Last week I asked what NASCAR stood for. For some reason, I received twice as many answers as usual. Apparently, the National Association for Stock Car Auto Racing has a lot of fans and/or haters. Among these, were everything from right answers to wrong answers, early answers to late answers, and even a nice poem which I’ll share with you. The winners? I’ll say Alicia Cardoza and Jcak Nagel. Jcak for being the first, Alicia for her unique answer– also, because they live the furthest away. A free Pix Capacitor for you two. Good jorb!

Last Week’s Question: What does NASCAR stand for?

Most Excellent Answer:
Nice of you to ask us about our very fast cars. We
Are so proud of them that we take
Showers with them to wash the
Carburetor as clean as a whistle.
Also, we are tired of everyone saying that we are overpayed, walking billboards for our
Respective soft drink or potato chip companies. We are awesome! Vroooomm….

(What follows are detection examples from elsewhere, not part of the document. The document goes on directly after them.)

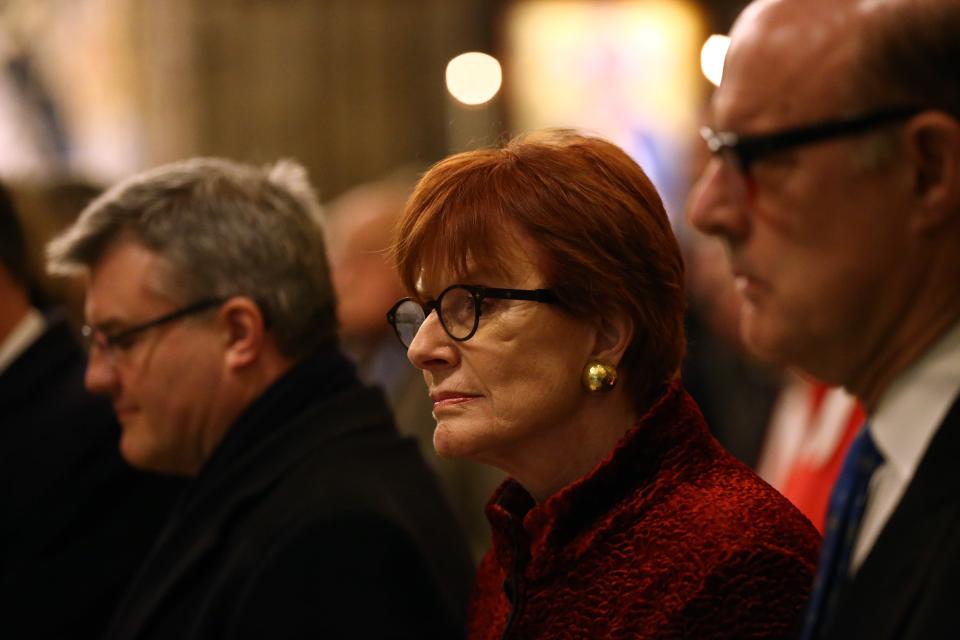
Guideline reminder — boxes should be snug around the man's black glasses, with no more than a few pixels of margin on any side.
[700,107,924,175]
[80,298,225,356]
[387,284,557,348]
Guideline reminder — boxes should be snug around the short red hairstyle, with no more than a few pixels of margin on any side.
[393,130,686,411]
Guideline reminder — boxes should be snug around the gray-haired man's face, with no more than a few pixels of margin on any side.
[85,241,225,474]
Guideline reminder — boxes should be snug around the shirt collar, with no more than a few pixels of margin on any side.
[869,322,960,478]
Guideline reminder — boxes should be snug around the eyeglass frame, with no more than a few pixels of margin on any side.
[387,284,560,349]
[700,106,926,176]
[80,298,228,363]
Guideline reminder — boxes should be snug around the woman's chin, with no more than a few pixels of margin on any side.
[433,421,470,459]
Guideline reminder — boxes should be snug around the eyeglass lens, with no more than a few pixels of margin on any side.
[394,287,477,347]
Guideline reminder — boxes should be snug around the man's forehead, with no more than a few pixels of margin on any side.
[84,240,167,325]
[710,0,857,132]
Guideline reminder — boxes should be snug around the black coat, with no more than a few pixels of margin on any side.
[107,345,473,640]
[0,320,183,638]
[824,398,960,640]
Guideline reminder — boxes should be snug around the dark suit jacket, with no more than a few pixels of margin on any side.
[825,398,960,640]
[107,345,472,640]
[0,319,182,638]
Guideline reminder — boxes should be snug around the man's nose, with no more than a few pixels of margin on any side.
[83,345,119,395]
[687,157,750,240]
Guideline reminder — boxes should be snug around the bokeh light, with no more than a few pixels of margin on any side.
[446,51,503,105]
[700,34,730,87]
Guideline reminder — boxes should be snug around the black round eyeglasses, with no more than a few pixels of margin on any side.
[387,284,557,349]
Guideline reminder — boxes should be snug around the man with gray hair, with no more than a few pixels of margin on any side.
[48,159,471,639]
[689,0,960,640]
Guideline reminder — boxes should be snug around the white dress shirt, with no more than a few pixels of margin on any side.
[0,307,47,373]
[850,323,960,574]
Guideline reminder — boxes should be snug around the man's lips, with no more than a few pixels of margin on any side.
[734,273,769,302]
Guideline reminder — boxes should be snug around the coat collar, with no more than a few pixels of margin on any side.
[486,382,719,573]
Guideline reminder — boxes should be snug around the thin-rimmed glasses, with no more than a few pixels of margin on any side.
[80,298,225,365]
[700,106,924,178]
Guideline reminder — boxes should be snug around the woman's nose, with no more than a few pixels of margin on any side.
[407,311,459,370]
[687,157,750,242]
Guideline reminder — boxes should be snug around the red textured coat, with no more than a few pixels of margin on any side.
[469,384,820,640]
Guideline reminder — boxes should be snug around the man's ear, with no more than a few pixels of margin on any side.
[217,296,266,368]
[905,111,960,232]
[590,310,634,367]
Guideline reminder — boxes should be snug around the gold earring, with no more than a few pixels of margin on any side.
[580,361,617,393]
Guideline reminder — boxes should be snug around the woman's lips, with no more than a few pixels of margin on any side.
[430,391,480,412]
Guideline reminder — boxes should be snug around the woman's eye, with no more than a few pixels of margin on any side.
[109,335,137,351]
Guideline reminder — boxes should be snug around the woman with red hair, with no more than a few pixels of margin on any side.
[388,131,819,640]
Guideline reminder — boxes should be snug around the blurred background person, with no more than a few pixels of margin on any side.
[0,179,182,639]
[390,131,819,638]
[324,169,503,560]
[48,158,473,640]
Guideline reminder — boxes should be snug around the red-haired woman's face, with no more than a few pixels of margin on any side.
[408,235,595,473]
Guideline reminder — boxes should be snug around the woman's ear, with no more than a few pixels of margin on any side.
[217,296,266,368]
[590,310,634,367]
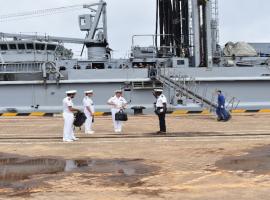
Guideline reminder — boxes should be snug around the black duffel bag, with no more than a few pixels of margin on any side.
[73,112,87,127]
[115,110,128,122]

This Week’s Question: What’s the most outrageous/spontaneous thing that you’ve ever done?

The Ind e-Pen +++vol+1++BT+17+++ Introduction: =============== I wonder what New York City’s like… Do you wonder too? Well, I’ll tell you what: I’ll leave tonight at midnight, hang out with around the crunch, big red fruit, come back on Sunday, and report my findings… next week. Don’t you just love how I make it sound…

6 Comments

  1. Craziest thing I’ve ever done.

    So, it’s mid-October and, living in Pennsylvania, that means quite chilly temperatures. It was a clear night, free of freezing rain, so I picked up a good friend by the name of Corey. Now Corey lived in this neighborhood in my hometown known as Treasure Lake, which, semi-obviously, was marked by a large lake in the center of it. We were sitting on the beach eating peanut butter and jelly sandwiches, when out of the blue he chucks a jelly slathered slice of bread in my direction. Myself, not wanting to be upstaged, generously smashed a peanut butter coated slice into his red hair. With approximately four sandwiches left over, we had an all out PBJ war. At the end of it all, covered in condiments and realizing I didn’t want to get my car sticky, I did what any logical seventeen year old would do. I jumped into the freezing lake fully clothed including shoes. Corey followed, and soon our teeth were chattering and our lips blue. Lake jumping later turned into a most common experience for the both of it, as we continued our nippy dips that fall until the water froze.

  2. Carlos,

    We all know that I was the first person to correctly answer last weeks
    question. I have never done anything spontaneous, which renders this
    whole email pointless.

    Love,
    Butt

  3. let me think, the most outrageous or spontaneous thing i have ever done. well, there was this one time when some of my friends and i were sitting around bored. we decided that we weren’t going to sit around all spring break, so we called up our friend who was living about 2000 miles away at the time, and told him to meet us in two days at a location that was 1800 miles away from him and about 900 away from us. needles to say, we rebuilt the whole interior of a monte carlo, convinced three sets of parents, packed and drove away all within a few hours. actually pix, i think you heard that story already. there was also that time we stole three cars and drove to mexico to a chop shop and had our own monster garage episode. i think the first think was better though.

  4. >This Week’s Question: What’s the most outrageous/spontaneous thing
    >that you’ve ever done?

    I once Randomly left school at 3am on a sunday night, took a whole week off school, and drove to Texas. Spent barely a total of 36 hours there and turned around to come back. On my way back, I randomly got off at an exit and took a detour to New Orleans,LA rather than driving back to the Pittsburgh,PA area. A few weeks later, I decided to make a trip to New York City, by myself leaving at midnight and coming back the next day. Im still waiting to see what I do next. I would try to plan better but then it wouldnt be so spontaneous.
    ~Carlos

  5. Well, Pixel, I am glad that you asked. I was beginning to think no one would. I live the most exciting and spontaneous life ever! Like just the other day I brushed my teeth in the car, with a battery-powered Spongebob toothbrush. To top it off I spit out the door while the car was still in motion; it was so exhilirating!